1,1.0,0.5854,"identity, challenge, term, experience, context...","[../pdfs/Frederiks and Nagy - 2016 - Religion,..."
2,2.0,0.4688,"worker, domestic, migrant, filipina, condition...",[../pdfs/Cruz - 2010 - Preliminary Material.pd...
3,3.0,0.52,"migrant, country, home, community, family, exp...","[../pdfs/Snyder 2018.pdf, 16]"
4,4.0,0.52,"migration, context, study, challenge, communit...","[../pdfs/Snyder 2018.pdf, 5]"
5,5.0,0.7828,"social, political, economic, immigrant, societ...","[../pdfs/Jimenez 2019.pdf, 7]"
6,6.0,0.6744,"church, christian, american, immigrant, commun...","[../pdfs/Nnamani 2015.pdf, 5]"
7,7.0,0.6938,"theology, experience, theological, tulud, cont...","[../pdfs/cruz2010.pdf, 34]"
8,8.0,0.4646,"group, community, religious, social, role, tim...","[../pdfs/Frederiks and Nagy - 2016 - Religion,..."
9,9.0,0.9751,"œ, dorottya, martha, human, order, case, g, st...","[../pdfs/Frederiks and Nagy - 2016 - Religion,..."

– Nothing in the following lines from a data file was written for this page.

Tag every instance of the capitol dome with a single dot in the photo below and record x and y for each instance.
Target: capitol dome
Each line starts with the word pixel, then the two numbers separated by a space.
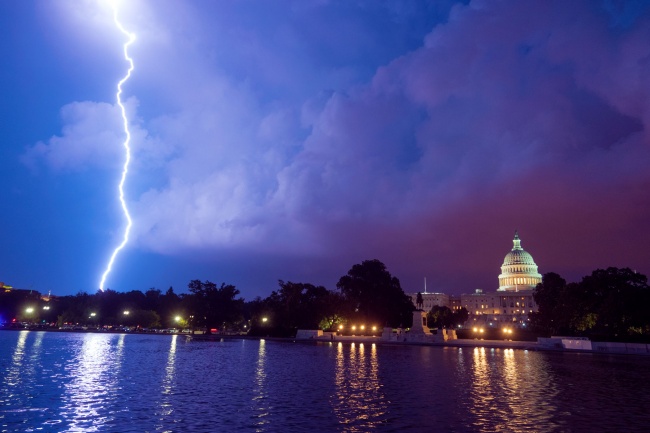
pixel 519 271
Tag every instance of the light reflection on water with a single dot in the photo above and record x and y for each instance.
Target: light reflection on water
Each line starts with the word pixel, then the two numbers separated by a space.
pixel 93 370
pixel 117 383
pixel 359 403
pixel 167 387
pixel 260 394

# Details of the Topic Model

One of the problems with topic modeling is that because it is an unsupervised clustering method, sometimes the computer sees connections that are not obvious, or at the vary least, are not _semantic_ clusters. Topic model is a blunt tool, but we picked six of these topics that we thought might be helpful in discovering books over the past 100 years that might build on the topic we had chosen. 

These topics are:

* _topic number_: 0
   * _heading_: *Black Experience*
   * _key terms_: 'black, experience, life, mean, like, make, point, american, challenge, relation'
* _topic number_: 1 
   * _heading_: *Context of Migrant Experience* 
   * _key terms_: 'identity, challenge, term, experience, context, question, migrant, people, state, dorottya'
*  _topic number_: 3
   * _heading_: *Communal Experience*
   * _key terms_: 'migrant, country, home, community, family, experience, life, economic, new, reality'
* _topic number_: 5
   * _heading_: *Social, Political, Economic Migrations*
   * _key terms_: 'social, political, economic, immigrant, society, cultural, perspective, issue, people, life'
* _topic number_: 6
   * _heading_: *Immigration and American Christianity*
   * _key terms_: 'church, christian, american, immigrant, community, role, dorottya, martha, state, faith'
* _topic number_: 11
   * _heading_: *Religion and Culture*
   * _key terms_: 'religion, religious, culture, cultural, christian, identity, faith, experience, example, time'
   
   
These topics were analysed in the context of the pdfs that generated them. These where the topics that we thought were both coherent, and might provide interesting analysis when looked at the political theology corpus generated from HathiTrust. 

These are the only six topics we looked for in the HathiTrust corpus that we had identified.